Belastung des Grundwassers – Thema nicht nur für Landwirte
„Tatsächliche Ursachen benennen“

Senden -

Mit den Herausforderungen durch die Wasserrahmenrichtlinie beschäftigten sich Angehörige aller drei landwirtschaftlichen Ortsverbände. Als Experte von der Kammer betonte Werner Schmitz, dass – entgegen der Schlagzeilen – nicht Nitrat Probleme bereitet, sondern Phosphor.

Donnerstag, 06.02.2020, 14:12 Uhr aktualisiert: 06.02.2020, 18:44 Uhr
Mit der EU-Wasserrahmenrichtlinie setzten sich am Dienstagabend die drei Landwirtschaftlichen Ortsverbände Senden, Bösensell und Ottmarsbocholt auseinander. Foto: Ulrich Reismann

„Ein Messwert und die Beurteilung durch den Menschen – das sind zwei verschiedene Paar Schuhe. Und darin liegt das Problem.“ So stellte Landwirt Josef Schulze Mönking seine Sicht der Dinge dar, als sich die drei Landwirtschaftlichen Ortsverbände Senden, Bösensell und Ottmarsbocholt bei „Niemeyers 1886“ auf einer Informationsveranstaltung mit der EU-Wasserrahmenrichtlinie auseinandersetzten.

Für Werner Schmitz, der sich bei der Landwirtschaftskammer NRW als ein Spezialist für Fragen der Gewässerbelastung einen Namen gemacht hat und aus Köln angereist war, liegt das Problem gar nicht beim Nitrat – auch wenn das momentan die Schlagzeilen beherrscht – sondern vielmehr beim Phosphor. Und dabei drohten der Landwirtschaft langfristig noch weitaus einschneidendere Konsequenzen als nur eine Reduzierung der Düngung. Nämlich ein generelles Ackerbauverbot. „Deshalb ist es so wichtig, die tatsächlichen Ursachen genau herauszuarbeiten und zu benennen“, sagte Schmitz.

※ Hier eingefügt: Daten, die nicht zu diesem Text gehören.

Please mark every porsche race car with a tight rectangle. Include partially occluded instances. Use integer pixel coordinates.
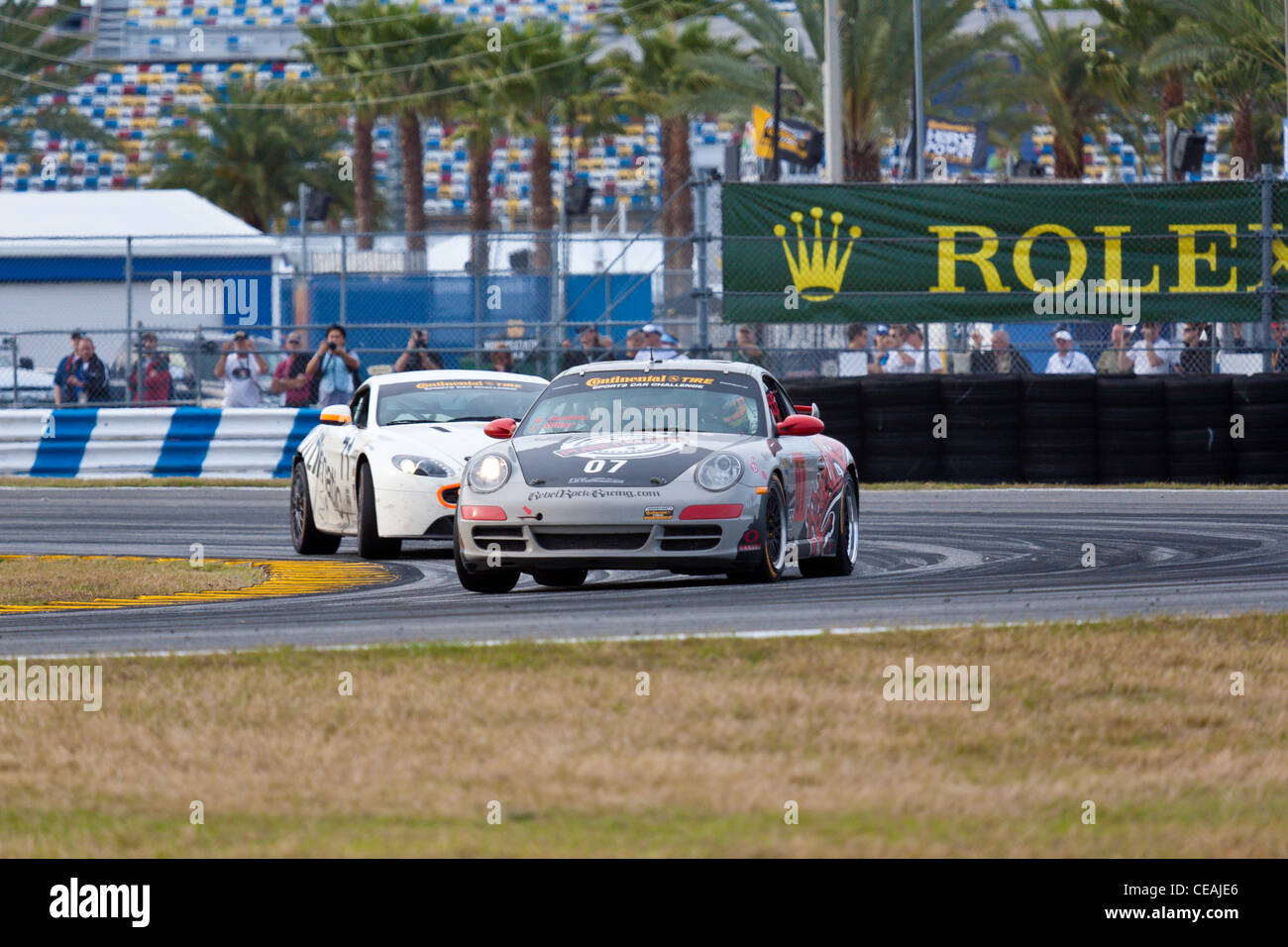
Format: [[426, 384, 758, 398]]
[[291, 371, 546, 559], [455, 361, 859, 592]]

Das Gros kommt aus den kommunalen Klärwerken und den vielen Kleinkläranlagen.

Werner Schmitz über die Grundwasserbelastung

Bei extrem starken Regenfällen könne es „kurzzeitig“ einen Ablauf von Nährstoffen vom Acker in angrenzende Bäche geben, das sei gar nicht von der Hand zu weisen. Aber: „Das Gros kommt – übers ganze Jahr gesehen – aus den kommunalen Klärwerken und insbesondere den vielen Kleinkläranlagen in den Außenbereichen. Und nicht aus der landwirtschaftlichen Düngung.“ Hierfür typisch sei, dass die Phosphor-Konzentration an den amtlichen Messstellen „eine fast gleichbleibende Höhe aufweist, und das auch dann, als es längere Zeit überhaupt nicht geregnet hat“, berichtete der Referent. Die Messergebnisse müssten also hinterfragt und diskutiert werden. „Stickstoff und Phosphor herauszuholen, das hat eine Kleinkläranlage noch nie gekonnt“, gab er zu bedenken. Und jeder Mensch gebe jeden Tag 2,4 Gramm Phosphor über die Toilette ab. Deshalb sei es für eine objektive Betrachtung erforderlich, „diese Ursache in den Fokus zu rücken“. Finde man Koffein oder Zuckerersatzstoffe wie in Cola-Light in einer Wasserprobe, so sei das „immer ein Hinweis darauf, dass hier Abwasser mit drin ist“.

Spartasten an Toilettenspülungen würden das Problem noch verschärfen, weil sie die Wassermenge um mehr als die Hälfte reduziert hätten, der Input jedoch gleich geblieben sei. „Was passiert? Ich habe die Phosphor-Konzentration um 100 Prozent erhöht.“ Und gemessen werde immer die Konzentration. So sei es zu erklären, „dass der Messwert an einigen Stellen alleine wegen des Wassersparens über den Grenzwert gekommen ist.“ Aus der Versammlung heraus kam dann die Schlussfolgerung: „Also die Toilettenspülung lieber zweimal drücken“.

Nitratwerte in Senden „als gut bewertet“

Beim Nitrat werde das Wasser in Senden „als gut bewertet“, was sich im Rahmen einer aktuellen Neubewertung bestätigt habe. Diese Ergebnisse werden nach Angaben von Schmitz in den nächsten Wochen an „runden Tischen“ diskutiert, welche die Bezirksregierung im Zuge der Fortschreibung der Wasserrahmenrichtlinie einberuft. Auch wenn beim Nitrat alles „im grünen Bereich“ sei, so werde aber trotzdem unentwegt nach Wegen gesucht, den Ackerbau „weiter zu optimieren“, betonte der Fachmann abschließend.